Greg Scott wrote:
This doesn't seem right:
My firewall configuration:
iptables -t mangle -A PREROUTING -p tcp -m tcp --dport 80 -j MARK --set-mark 2
iptables -t nat -A POSTROUTING -o eth1 -j SNAT --to-source 1.1.1.128
iptables -t nat -A POSTROUTING -o eth2 -j SNAT --to-source 2.2.2.128
I'm not the expert, but I don't think you want to SNAT.
You're marking inbound packets with destination port 80 and then putting
rules in the POSTROUTING table to fudge in a different IP address for
outbound packets. That doesn't seem right. It doesn't redirect inbound
packets the way you want.
I think you want to DNAT instead of SNAT and forget about marking packets. Set up some PREROUTING rules and DNAT all incoming port 80 stuff over to the interface you want. That should be all you need to do because the connection tracking should take care of getting the reply packets from your
internal web server back to where they belong.
Verify this with the experts before you do it, but I think I'm right on this one.
- Greg Scott
-----Original Message----- From: Miron [mailto:miron@xxxxxxxx] Sent: Thursday, December 06, 2001 3:58 AM To: lartc@xxxxxxxxxxxxxxx Subject: [LARTC] Masq/route based on port
I have following setup:
- eth0 is an internal network - eth1 is an Internet connection (IP = 1.1.1.128, GW=1.1.1.1) - eth2 is another Internet connection (IP = 2.2.2.128, GW=2.2.2.1)

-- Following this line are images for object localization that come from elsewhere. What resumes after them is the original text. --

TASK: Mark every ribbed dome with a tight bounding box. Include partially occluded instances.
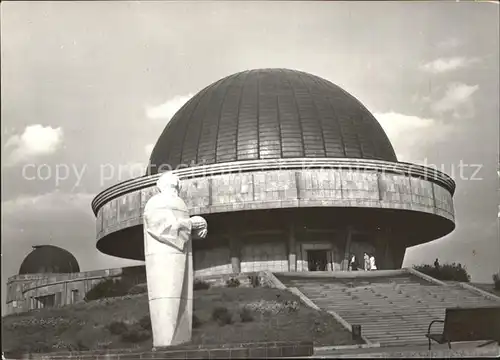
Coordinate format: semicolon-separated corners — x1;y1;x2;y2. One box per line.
19;245;80;275
148;69;397;174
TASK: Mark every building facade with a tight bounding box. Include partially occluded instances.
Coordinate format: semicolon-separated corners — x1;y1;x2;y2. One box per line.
5;245;145;315
92;69;456;275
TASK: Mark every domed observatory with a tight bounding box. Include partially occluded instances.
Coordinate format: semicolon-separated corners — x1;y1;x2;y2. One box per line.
92;69;455;275
19;245;80;275
12;245;81;310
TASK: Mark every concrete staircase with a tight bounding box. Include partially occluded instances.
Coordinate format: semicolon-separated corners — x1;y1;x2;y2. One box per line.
275;270;500;347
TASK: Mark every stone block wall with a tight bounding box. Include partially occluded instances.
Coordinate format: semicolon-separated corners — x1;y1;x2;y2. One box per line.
11;341;314;359
240;242;288;273
194;247;232;276
95;164;455;242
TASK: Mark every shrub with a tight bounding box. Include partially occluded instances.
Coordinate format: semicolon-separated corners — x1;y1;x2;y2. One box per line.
193;314;202;328
283;300;300;313
138;316;152;331
493;273;500;290
107;321;128;335
413;262;471;282
225;278;240;288
128;283;148;295
239;306;254;322
194;279;211;290
75;339;90;351
84;278;132;302
248;275;260;288
120;323;151;343
212;306;233;326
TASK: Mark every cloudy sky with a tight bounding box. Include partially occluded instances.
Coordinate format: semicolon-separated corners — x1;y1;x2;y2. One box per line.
2;1;499;311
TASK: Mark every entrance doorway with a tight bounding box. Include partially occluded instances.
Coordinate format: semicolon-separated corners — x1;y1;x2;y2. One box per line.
307;250;328;271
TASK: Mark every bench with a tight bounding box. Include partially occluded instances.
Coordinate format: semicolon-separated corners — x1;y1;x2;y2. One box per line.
426;306;500;350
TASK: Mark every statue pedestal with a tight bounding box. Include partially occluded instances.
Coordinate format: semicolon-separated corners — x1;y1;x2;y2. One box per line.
145;238;193;347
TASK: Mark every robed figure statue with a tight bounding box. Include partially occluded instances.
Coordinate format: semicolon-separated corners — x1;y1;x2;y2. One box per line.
143;172;208;347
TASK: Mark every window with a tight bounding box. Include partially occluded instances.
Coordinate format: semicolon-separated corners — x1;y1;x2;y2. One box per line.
71;289;79;304
35;294;55;308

I would like to masquerade port 80 through eth2, but all other traffic should be masq'ed through eth1.
My routing configuration:
(default route in main table is 1.1.1.1)
ip rule add fwmark 2 pref 1002 table 666
ip route flush table 666 ip route add default via 2.2.2.1 dev eth3 proto static table 666 ip route flush cache
My firewall configuration:
iptables -t mangle -A PREROUTING -p tcp -m tcp --dport 80 -j MARK --set-mark 2
iptables -t nat -A POSTROUTING -o eth1 -j SNAT --to-source 1.1.1.128
iptables -t nat -A POSTROUTING -o eth2 -j SNAT --to-source 2.2.2.128
Unfortunately, this does not work. Outgoing packets are fine. Incoming packets on port 80 are not de-masqueraded and do not reach the internal hosts.
Also, if I change the ip rule above to be based on the source address (instead of a mark), connections start working fine.
Here is the output of 'ip rule ls', to prove that I do have fwmark compiled: 0: from all lookup local 1002: from all fwmark 2 lookup http 32766: from all lookup main 32767: from all lookup 253
I am wondering if there is some kind of bug related to the interaction between fwmark and NAT. Any ideas?